The aim of our study was to assess the under-five mortality rate in the BHD as well as the major causes and age-specific patterns of mortality. We found that the U5MR in the BHD was 42 per 1000 live births. The U5MR was the highest among male children, children born to mothers aged less than 20 years, children born to mothers who had no form of formal education, and children born in rural health areas. The main causes of U5M in the BHD were neonatal causes, malaria, and pneumonia. Majority of under-five deaths occurred in the neonatal period, with most deaths occurring within the first 24 hours. And given that the leading cause of neonatal death was asphyxia, it is likely that effective neonatal care services and maternal care (notably, intrapartum care) could be primordial in averting mortality in BHD. Prevention of malaria, pneumonia, and diarrhoea, as well as early and effective treatment of these illnesses, could be key interventions to reduce under-five mortality in this setting.

Abbreviations

BHD:Buea Health District
U5M:Under-five mortality
U5MR:Under-five mortality rate.

Data Availability

All data generated or analysed in this study are available from the corresponding author upon reasonable request

Ethical Approval

Ethical approval was obtained from the Institutional Review Board, Faculty of Health Sciences, University of Buea.

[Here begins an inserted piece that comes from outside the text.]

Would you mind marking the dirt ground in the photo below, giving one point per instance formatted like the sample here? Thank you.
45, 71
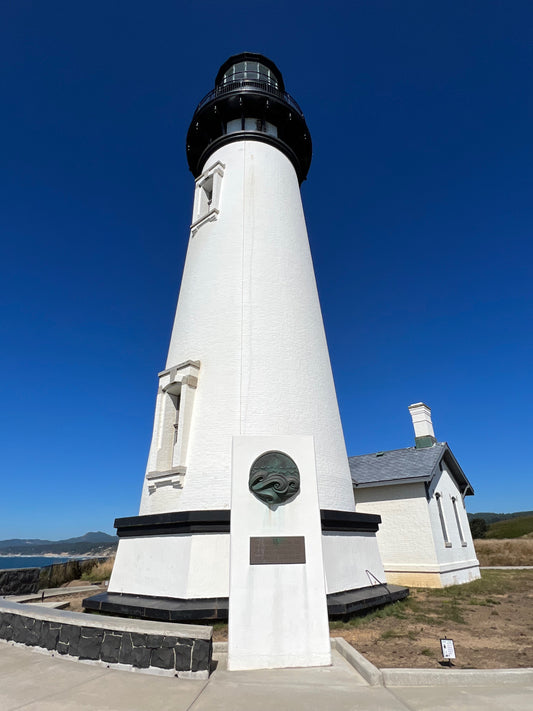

Written informed consent was obtained from all informants involved in the study.

Conflicts of Interest

The authors declare that they have no competing interests.

Authors’ Contributions

EA conceived the study and conducted the literature search and primary data analysis. BMK participated in the literature search, data interpretation, and preparation of the final manuscript. DSME participated in primary data collection and analysis and assisted with the preparation of the initial manuscript. LTM provided technical and intellectual guidance throughout the conduct of the study and preparation of the manuscript. MTO reviewed the initial manuscript and provided technical support. JA died on 24 October 2015. He made huge contributions towards the conception of the study and data interpretation. He also reviewed the initial report for technical and intellectual consistency. Apart from JA, all the authors read and approved the final manuscript.

Acknowledgments

We greatly appreciate the moral and intellectual support provided by the following persons: Dr. Christian Akem Dimala, Dr. Leopold Ndemnge Aminde, Agborndip Ayuk Lawrence, and Agborndip Cherie.